Table 4. Maximum leachate flow estimated in 24 h.

RT (years)	Qgmáx - DBS (m3 s−1)	Leachate (m3 s−1)	Ratio* (%)
2	29,5	28,8	97,5
5	40,6	39,6	97,5
10	47,1	46,1	97,9
25	54,9	53,7	97,8
50	60,4	59,2	98,0
100	65,9	64,6	98,1

Notes.

^*The estimated leachate flow ratio based on estimated Qgmax of DBS.

Discussion

The investigation of morphometric parameters was useful to identify runoff scenarios with the aid of the SIG tool. The estimated flows represent a region with relative rainfall data shortage; therefore, after the analytical syntheses, the morphometric description allowed identifying the low drainage density (0.53 km⁻²) due to the average topography relief, as it enables determining latitude correlation (6%). This information provides useful information about the hydrological features for future projects (or research) that need such hydrological parameters. When it comes to more robust studies, the previously described parameters had to be combined to geological and chemical variables that remain relatively scarce for scales necessary for landfill projects in the region. However, because the hydrometeorological response was found at reduced scale (DSB level in Matapi River), temperature increase (0.5 °C to 1.9 °C, in summer and 0.3 to 1.2 °C, in winter) throughout the assessed period seem to diverge from the PBMC prediction (2012) to the entire Amazon (1 °C to 5 °C, in summer and 1.5 °C to 6 °C, in winter) along the current century (Cunha et al., 2014). The recorded precipitation maximums were above 400 mm in summer and above 600 mm in winter. Oliveira & Cunha (2014) recorded values higher than 1,000 mm in summer in Amapá State, by the coastal shore. This period is influenced by ITCZ (Intertropical Convergence Zone), whose central position in the tropical cloud band is located in equatorial latitudes during these months. Therefore, precipitation presented changes in trend in comparison to that in the study by Moreira et al. (2020) and; Moreira, Cunha & Costa (2021), which did not present statistical significance. This finding may have resulted from the fact that the analysis was used as a total, and as short period in the present research.

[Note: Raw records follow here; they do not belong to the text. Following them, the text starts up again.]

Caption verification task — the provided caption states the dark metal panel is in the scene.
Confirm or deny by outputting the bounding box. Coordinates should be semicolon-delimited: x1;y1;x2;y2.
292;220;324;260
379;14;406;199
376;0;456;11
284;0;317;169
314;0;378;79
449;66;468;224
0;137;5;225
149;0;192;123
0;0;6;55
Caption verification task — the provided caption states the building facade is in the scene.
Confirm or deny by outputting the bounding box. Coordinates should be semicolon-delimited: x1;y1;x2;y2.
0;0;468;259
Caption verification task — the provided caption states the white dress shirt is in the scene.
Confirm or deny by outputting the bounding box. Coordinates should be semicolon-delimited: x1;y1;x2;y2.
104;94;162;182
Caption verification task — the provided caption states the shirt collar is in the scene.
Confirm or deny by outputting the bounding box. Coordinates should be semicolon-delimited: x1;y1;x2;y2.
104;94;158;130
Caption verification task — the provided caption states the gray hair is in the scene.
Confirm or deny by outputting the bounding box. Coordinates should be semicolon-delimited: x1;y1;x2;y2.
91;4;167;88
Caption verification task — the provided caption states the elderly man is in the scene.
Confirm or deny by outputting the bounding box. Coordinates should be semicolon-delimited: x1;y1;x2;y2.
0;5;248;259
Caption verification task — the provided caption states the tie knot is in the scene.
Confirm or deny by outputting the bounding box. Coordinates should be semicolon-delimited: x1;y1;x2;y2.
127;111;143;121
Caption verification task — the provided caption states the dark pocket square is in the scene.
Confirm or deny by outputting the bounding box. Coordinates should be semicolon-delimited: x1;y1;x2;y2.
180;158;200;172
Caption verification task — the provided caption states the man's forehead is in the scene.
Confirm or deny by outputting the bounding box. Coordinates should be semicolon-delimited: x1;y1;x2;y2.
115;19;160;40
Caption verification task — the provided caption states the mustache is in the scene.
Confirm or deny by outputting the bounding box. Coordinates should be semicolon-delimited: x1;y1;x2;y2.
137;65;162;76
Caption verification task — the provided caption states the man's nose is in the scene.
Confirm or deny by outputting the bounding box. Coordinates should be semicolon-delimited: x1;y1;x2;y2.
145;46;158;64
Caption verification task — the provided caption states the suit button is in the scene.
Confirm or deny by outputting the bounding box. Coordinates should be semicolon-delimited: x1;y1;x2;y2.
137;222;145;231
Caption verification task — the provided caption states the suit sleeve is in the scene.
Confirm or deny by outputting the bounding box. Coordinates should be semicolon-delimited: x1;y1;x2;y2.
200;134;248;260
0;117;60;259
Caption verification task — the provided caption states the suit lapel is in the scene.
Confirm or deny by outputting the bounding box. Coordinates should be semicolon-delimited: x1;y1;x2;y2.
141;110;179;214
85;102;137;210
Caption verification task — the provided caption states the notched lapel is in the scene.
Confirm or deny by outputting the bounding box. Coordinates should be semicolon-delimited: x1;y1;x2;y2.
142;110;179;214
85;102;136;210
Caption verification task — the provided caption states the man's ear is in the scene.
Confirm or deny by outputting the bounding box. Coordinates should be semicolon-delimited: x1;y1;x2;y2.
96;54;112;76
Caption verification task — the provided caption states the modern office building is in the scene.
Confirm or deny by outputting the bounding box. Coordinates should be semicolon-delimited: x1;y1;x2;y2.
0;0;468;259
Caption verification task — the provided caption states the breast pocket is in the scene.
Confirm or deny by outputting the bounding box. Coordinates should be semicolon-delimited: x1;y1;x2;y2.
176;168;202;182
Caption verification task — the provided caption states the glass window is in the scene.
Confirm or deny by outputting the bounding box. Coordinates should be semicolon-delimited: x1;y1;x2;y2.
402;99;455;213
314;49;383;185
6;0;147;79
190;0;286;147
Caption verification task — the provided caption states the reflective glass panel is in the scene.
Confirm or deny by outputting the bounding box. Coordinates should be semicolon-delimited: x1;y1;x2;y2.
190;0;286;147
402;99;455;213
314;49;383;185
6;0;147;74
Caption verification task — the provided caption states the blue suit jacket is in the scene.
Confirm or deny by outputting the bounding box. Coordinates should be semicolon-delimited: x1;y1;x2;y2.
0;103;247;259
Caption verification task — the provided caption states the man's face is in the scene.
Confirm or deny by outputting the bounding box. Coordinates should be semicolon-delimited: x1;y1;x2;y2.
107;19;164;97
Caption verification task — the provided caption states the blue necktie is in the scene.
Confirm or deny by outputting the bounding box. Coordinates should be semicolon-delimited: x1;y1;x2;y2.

Q_g found through the Lutz Scholz model (Table 2) was calculated because DSB is easy to access and is smaller. The model’s correlation coefficient was 99%, and it was comparatively equal to, or higher than, that of similar studies that have recorded values up to 98% (Tarazona, 2005), 92% (Gamarra, 2018), 96% (Pineda, 2015), 99% (Tito Betancur, 2018). However, the Lutz Scholz model presented some limitations, such as specific use to calculate monthly runoff. For instance, there are several gaps and challenges concerning the application of this model. In other words, nowadays, specific studies carried out in tropical forests in South America were not found in the literature; hence, its application has been used in mountain and coastal regions so far (Tarazona, 2005; Pineda, 2015; Gamarra, 2018; Tito Betancur, 2018).

High Q_gmax can actually result from extreme precipitation events (>209.97 mm, TR ≥100 years) (Demirdjian, Zhou & Huffman, 2018; Li et al., 2020); therefore, it is important taking into consideration the simulations presented in Fig. 5 and the deriving maximum runoffs (Table 3). These maximum runoffs are oftentimes linked to environmental and public health impacts on the surrounding areas (landslides, floods, pathological illnesses, among others): they affect the close locations. Therefore, it is important monitoring the physical-chemical parameters and their concentrations, which are bond to the discharge from the main activities in the sanitary landfill, as these parameters interact with water. However, nowadays, this information is not available (Naveen & Malik, 2019; Sharma, Ganguly & Kumar Gupta, 2020).

P_d increase provides runoff increase after the intensity-duration-rain frequency approach (IDF). Runoff increase is controlled through critical precipitation duration achievement because of Pd increase. Consequently, Q_gmax can decrease due to rain intensity (Baiamonte & Singh, 2017). The advantage of it lies on the fact that Q_gmaxis also extremely useful to estimate potential water surpluses in the study site or to substantiate other project parameters that depend on similar climatic factors (Sousa, Cunha & Cunha, 2021).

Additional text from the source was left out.